= Les Reines du shopping =

Les Reines du Shopping ("The Queens of Shopping") is a French reality television show, broadcast on M6 since 10 June 2013 until 31 October 2022 and hosted by Cristina Córdula.

== Broadcasting ==
The show is broadcast Monday to Friday at the end of the evening on M6. In Belgium, it is broadcast on the private channel RTL TVI.

It has so far run four seasons. The first of these was broadcast in June 2013 and the high audience ratings led to the second season being broadcast from October 2013 to June 2014.

The show ended on 31 October 2022.

This TV show is an adaptation of the Turkish series Bana Her Şey Yakışır which has been broadcast in Turkey since 2011.

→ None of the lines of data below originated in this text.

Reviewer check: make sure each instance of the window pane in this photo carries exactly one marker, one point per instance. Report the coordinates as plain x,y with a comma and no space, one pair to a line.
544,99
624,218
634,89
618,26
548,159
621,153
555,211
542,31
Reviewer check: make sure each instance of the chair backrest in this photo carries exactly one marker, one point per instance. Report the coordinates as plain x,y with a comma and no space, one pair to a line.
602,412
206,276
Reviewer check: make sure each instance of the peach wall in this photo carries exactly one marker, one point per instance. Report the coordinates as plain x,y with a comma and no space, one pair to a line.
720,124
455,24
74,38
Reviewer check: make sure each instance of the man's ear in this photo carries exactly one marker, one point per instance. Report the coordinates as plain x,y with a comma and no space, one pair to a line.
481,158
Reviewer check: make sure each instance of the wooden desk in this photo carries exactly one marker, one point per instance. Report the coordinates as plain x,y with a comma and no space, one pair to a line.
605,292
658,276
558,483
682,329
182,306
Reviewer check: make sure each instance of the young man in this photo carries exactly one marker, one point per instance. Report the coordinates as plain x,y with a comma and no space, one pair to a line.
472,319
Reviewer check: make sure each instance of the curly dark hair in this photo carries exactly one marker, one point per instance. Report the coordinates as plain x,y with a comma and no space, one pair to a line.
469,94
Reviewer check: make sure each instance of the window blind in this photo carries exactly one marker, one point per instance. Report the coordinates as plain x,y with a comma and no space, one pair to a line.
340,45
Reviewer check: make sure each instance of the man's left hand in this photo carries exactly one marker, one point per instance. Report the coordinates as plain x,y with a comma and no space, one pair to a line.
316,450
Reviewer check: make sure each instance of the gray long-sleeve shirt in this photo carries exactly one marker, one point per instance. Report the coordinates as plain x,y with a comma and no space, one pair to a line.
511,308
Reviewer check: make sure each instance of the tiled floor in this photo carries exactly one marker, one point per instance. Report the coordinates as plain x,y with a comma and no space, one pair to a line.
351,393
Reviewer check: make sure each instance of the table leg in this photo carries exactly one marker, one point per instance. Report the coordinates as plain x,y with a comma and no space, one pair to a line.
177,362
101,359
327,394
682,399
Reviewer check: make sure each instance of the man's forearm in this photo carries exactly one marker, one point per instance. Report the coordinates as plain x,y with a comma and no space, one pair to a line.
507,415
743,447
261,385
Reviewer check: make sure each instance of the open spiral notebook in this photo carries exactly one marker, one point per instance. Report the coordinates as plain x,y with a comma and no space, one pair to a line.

The narrator is the French announcer Hervé Lacroix.

Shopping Star is the Greek version of the show that premiered on 21 November 2016 on Star Channel and have been aired until now seven seasons. The fourth series began airing on 16 September 2019. The Greek show was hosted by model Vicky Kaya, from the first season until season seven. On July 20, 2023, it was revealed that the new presenter of the show since the eighth season will be Iliana Papageorgiou. The eighth season began airing on 25 September 2023.

==Review==
The newspaper Libération thinks that this show imposes a "standardized image of femininity" in which a woman dresses firstly to appeal to men, pointing particularly to the title of the season 3 show "Dinner at the restaurant with your boss and his wife" and the implied idea that it is the man who has the power.